A new approach to optimising quantum circuits tackles fundamental limitations in deep reinforcement learning. Akash Kundu and Sebastian Feld at Delft University of Technology focus on engineering the replay buffer, a key component of reinforcement learning algorithms. The method addresses inefficiencies caused by unreliable data and costly evaluations, achieving gains in sample efficiency of up to 32× and reducing optimisation time by as much as 67.5 percent on a 12-qubit problem. Notably, the work also demonstrates a substantial reduction, up to 90 percent, in the steps required to reach chemical accuracy in molecular tasks by effectively reusing noiseless data, establishing experience management as a key factor in scalable, noise-robust quantum optimisation.

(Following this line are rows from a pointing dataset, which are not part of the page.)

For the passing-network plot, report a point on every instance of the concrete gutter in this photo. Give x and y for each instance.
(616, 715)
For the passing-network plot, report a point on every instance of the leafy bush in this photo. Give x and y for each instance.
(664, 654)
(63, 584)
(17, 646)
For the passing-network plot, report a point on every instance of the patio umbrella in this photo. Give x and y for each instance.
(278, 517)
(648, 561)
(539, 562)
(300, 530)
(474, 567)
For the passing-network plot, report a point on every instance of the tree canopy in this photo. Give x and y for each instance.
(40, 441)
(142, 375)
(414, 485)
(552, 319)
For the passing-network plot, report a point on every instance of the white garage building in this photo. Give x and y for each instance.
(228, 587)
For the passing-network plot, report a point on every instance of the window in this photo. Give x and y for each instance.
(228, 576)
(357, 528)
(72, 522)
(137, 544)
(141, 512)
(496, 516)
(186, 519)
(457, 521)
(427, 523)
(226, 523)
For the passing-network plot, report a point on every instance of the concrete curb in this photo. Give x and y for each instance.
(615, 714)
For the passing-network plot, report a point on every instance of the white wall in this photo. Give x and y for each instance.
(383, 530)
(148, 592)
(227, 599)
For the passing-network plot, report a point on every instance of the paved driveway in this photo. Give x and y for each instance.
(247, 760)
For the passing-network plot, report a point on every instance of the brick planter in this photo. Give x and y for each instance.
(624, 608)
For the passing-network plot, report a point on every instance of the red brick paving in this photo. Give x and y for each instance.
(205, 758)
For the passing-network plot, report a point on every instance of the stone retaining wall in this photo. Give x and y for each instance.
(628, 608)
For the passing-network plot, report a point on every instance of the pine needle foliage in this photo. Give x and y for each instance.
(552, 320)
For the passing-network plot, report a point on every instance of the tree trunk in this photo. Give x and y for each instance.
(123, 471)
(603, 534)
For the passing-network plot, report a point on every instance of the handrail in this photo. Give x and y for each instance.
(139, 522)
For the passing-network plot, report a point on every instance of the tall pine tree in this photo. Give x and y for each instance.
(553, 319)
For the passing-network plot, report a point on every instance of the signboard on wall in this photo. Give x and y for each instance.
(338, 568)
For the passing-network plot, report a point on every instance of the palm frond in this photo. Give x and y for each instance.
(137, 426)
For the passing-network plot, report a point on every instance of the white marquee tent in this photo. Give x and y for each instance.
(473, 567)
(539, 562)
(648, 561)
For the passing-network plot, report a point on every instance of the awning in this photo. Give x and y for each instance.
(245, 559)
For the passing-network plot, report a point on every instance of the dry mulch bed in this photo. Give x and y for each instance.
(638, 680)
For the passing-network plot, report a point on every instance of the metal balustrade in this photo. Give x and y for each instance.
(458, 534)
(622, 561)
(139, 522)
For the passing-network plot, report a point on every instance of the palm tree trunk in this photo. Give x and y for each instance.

Dynamic prioritisation of experiences via temporal difference errors and reliability weighting

The replay buffer, a crucial component within deep reinforcement learning algorithms, functions as a memory bank storing experiences, the agent’s interactions with the environment and the resulting rewards or penalties. This allows for more efficient learning by breaking the temporal correlation between consecutive experiences and enabling the agent to learn from past trials multiple times. However, standard replay buffers often treat all experiences equally, regardless of their quality or reliability. ReaPER+, an annealing system developed by Kundu and Feld, dynamically adjusts how experiences are prioritised within this buffer during training. Initially, the system favours transitions with large temporal-difference (TD) errors. TD error represents the difference between the predicted and actual reward, signifying surprising or informative events that drive rapid early learning; this is analogous to focusing on the most obvious mistakes when first learning a skill. The magnitude of the TD error indicates how much the agent’s current estimate of the value of a state-action pair differs from the observed reward, providing a strong signal for updating the agent’s knowledge. As the AI’s understanding matures, ReaPER+ shifts to prioritising the reliability of these experiences, discounting those with unstable value estimates. Unstable value estimates arise from noisy or infrequent transitions, and learning from such data can hinder convergence. By ensuring the system learns from consistent and trustworthy data, the algorithm improves stability and accelerates learning. Compared to fixed prioritisation methods like proportional prioritisation (PER) and the original ReaPER, this dynamic approach offers gains in sample efficiency across both quantum compilation and quantum architecture search benchmarks. Quantum compilation involves translating a high-level quantum algorithm into a sequence of gate operations executable on specific quantum hardware, while quantum architecture search aims to discover optimal circuit designs for particular tasks. The improvement in sample efficiency means the algorithm requires fewer interactions with the quantum environment to achieve a desired level of performance.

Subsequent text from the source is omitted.